By most accounts, the curator of the eighteenth- and nineteenth-century museum was not much of a free agent. The late Edward F. Fry, associate curator at the Solomon R. Guggenheim Museum in New York in the late 1960s and early 1970s, has described the nascent museum curator as a tool of the state, as many museum collections, notably that of the Louvre in Paris, developed because of political turmoil and imperialism. Like the Cabinet of Curiosities, the Louvre, opened in 1793, was inescapably symbolic, a literal piece of the body politic. Early in its existence, after the French Revolution, it became the flashpoint for the didactic aims of the emerging Republic, and later, with Napoleon, morphed into a propagandistic 'universal museum' housing spoils of war. Its emperor-appointed curator, the ex-pornographer Dominique Vivant Denon, presided, in the words of scholar and gallerist Karsten Schubert, 'over the greatest museum collection that ever was' (however thieved). Denon was unquestionably charismatic, yet his overarching task was to catalogue and care for this booty.
Shortly after Waterloo, the British adopted a similar model with the British Museum. Exhibition halls were chronologically ordered but unlabelled and cluttered.

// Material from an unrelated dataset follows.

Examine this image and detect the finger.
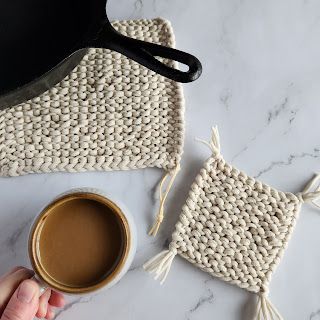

In Schubert's words, 'the curator simply envisaged visitors in his own image.' This image was not dynamic, but pedantic, conservative and bureaucratic; the curator was akin to a librarian or academic. 'The museums presented their political masters as custodians of world culture,' writes Schubert. 'In effect, the museum became the handmaiden of imperialism.'
At the same time, around the mid-nineteenth century, the salon reached its height. Salons and their ilk, including universal expositions and the annual exhibition of London's Royal Academy, are early examples of the selection-based exhibitions that are now standard in the art world. Popularly attended, presided over by a jury and thoroughly academic – in deliberate reaction to the commercial art market, which was also developing healthily at the time – the annual or biannual Paris Salon originally exhibited only members of the state-sanctioned Académie royale de peinture et de sculpture, but, after the revolution, opened up to non-members. In the mid-nineteenth century, the Paris Salon moved from the Louvre to the Palais de l'Industrie on the Champs-élysées, a trade-showlike venue presaging the locales of today's art fairs. By the mid-nineteenth century, the Salon no longer turned up its nose at commercialism. Its catalogue, for instance, published contact information for artists so that buyers could get in touch.